Called Wainwright Military Camp, or just Camp Wainwright, after the nearby Canadian National Railways division point, the facility saw use from January 29, 1945 to May 24, 1946 as a prisoner of war internment camp for 523 captured German officers, soldiers and civilians from its first day of operation to 1,100 POW's at its peak. During the 16 months the POW Camp was in full operation, only two prisoners made a successful escape, although they were recaptured just over a month later, but not until they had reached Gary, Indiana.

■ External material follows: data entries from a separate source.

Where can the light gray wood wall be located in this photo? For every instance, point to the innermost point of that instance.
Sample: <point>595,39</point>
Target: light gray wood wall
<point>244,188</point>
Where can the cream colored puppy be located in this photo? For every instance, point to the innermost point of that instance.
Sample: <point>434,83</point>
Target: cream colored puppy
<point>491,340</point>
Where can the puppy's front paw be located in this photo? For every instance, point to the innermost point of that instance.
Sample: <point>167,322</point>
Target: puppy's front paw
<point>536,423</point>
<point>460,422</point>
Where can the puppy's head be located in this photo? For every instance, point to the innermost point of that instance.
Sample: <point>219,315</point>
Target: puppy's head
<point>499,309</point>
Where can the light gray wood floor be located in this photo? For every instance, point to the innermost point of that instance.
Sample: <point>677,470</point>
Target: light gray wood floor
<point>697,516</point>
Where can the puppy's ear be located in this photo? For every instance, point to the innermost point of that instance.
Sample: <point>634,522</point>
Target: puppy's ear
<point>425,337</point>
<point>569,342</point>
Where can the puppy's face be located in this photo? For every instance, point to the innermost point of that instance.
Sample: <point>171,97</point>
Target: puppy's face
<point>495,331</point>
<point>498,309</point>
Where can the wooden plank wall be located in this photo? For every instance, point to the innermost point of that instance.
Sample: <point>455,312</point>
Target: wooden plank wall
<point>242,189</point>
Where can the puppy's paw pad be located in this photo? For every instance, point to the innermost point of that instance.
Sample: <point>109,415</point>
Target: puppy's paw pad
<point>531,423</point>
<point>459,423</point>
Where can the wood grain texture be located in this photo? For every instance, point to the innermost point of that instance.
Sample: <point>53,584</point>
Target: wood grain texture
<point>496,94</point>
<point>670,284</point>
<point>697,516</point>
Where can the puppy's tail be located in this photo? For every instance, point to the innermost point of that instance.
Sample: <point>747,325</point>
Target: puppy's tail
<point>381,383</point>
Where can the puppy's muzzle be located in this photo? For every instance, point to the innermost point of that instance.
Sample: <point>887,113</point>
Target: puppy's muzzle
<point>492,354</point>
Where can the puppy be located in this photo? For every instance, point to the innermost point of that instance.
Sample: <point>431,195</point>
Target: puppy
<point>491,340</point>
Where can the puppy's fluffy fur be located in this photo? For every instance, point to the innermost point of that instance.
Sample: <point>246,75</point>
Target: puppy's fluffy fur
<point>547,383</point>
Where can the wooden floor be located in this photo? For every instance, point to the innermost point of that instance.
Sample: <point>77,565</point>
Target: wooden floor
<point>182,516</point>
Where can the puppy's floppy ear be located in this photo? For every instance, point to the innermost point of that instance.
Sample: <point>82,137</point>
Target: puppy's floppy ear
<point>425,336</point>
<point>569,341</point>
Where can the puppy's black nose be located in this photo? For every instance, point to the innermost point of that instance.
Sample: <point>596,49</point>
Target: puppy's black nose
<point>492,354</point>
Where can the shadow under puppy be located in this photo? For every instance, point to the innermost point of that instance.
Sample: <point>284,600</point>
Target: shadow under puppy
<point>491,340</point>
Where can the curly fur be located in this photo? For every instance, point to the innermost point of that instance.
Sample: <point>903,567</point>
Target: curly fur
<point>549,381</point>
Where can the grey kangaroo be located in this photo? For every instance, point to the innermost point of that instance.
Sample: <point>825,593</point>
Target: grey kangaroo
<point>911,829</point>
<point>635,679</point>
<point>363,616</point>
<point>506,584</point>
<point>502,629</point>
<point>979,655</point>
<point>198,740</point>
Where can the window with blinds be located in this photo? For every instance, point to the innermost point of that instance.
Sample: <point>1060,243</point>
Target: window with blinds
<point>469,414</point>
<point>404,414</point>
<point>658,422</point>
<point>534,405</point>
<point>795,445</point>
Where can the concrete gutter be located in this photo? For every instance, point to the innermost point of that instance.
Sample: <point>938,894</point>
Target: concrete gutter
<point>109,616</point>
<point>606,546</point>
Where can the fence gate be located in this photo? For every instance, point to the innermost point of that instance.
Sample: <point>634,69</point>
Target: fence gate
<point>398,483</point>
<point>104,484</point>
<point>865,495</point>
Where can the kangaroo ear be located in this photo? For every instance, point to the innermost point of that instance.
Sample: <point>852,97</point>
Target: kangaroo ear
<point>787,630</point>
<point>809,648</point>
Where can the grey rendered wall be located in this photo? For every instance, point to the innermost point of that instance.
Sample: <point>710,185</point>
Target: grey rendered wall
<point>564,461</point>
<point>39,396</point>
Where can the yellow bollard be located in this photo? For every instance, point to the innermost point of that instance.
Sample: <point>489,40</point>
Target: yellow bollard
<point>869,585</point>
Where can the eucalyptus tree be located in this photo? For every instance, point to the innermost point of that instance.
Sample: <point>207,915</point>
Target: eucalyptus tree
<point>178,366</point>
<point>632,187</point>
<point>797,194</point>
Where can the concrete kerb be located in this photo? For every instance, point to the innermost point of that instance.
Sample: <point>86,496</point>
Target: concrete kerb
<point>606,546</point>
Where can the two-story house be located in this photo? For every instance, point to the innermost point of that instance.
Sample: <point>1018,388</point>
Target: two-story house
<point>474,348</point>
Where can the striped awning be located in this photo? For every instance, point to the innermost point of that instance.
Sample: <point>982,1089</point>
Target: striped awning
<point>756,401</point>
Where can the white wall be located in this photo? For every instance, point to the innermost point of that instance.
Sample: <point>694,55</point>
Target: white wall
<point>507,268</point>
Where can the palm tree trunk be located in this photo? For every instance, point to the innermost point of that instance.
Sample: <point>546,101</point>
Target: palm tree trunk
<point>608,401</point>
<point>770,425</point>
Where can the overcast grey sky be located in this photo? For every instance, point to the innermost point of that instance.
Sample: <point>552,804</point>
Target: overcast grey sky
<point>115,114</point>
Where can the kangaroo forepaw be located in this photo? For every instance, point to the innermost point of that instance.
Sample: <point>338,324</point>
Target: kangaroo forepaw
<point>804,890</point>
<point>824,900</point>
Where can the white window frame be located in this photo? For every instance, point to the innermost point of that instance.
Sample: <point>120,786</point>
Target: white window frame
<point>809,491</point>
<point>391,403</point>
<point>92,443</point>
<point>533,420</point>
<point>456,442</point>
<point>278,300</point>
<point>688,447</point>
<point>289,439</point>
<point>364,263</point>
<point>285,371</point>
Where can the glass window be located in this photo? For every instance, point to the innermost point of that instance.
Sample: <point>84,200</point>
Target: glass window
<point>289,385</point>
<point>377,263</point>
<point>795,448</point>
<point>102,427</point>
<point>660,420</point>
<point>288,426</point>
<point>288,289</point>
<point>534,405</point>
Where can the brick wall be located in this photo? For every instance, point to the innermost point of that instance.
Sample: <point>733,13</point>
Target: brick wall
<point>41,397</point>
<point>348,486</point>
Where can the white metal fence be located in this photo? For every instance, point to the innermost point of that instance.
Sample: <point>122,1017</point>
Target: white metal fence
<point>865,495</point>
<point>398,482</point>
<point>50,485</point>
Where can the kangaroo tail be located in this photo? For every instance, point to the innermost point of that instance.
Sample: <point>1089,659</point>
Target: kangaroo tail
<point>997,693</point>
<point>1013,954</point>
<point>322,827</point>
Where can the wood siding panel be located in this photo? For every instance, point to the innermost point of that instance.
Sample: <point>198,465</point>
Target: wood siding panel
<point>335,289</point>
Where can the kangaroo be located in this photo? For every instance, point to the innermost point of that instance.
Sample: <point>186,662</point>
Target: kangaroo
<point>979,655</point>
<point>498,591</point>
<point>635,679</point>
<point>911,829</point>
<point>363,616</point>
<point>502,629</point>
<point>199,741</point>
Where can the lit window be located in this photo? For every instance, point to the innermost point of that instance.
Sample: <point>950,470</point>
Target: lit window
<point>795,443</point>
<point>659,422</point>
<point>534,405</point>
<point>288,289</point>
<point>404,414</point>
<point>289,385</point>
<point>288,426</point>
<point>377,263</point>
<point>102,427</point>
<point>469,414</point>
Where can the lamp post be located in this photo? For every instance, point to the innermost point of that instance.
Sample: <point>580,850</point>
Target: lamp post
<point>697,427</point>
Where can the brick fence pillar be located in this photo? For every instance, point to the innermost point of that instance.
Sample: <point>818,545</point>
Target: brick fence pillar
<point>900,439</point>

Decommissioned as a POW internment camp in 1946, Camp Wainwright reverted to a Canadian Army training facility. The Camp staff and Guard company were reduced to nil strength a few weeks later, marking the end of this chapter of CFB/ASU Wainwright's history. Wainwright's infrastructure expanded significantly during the Korean War as buildings were constructed to house and train soldiers in three Canadian Army battalions, as well as units that would form British Commonwealth Forces Korea such as the 25th Canadian Infantry Brigade.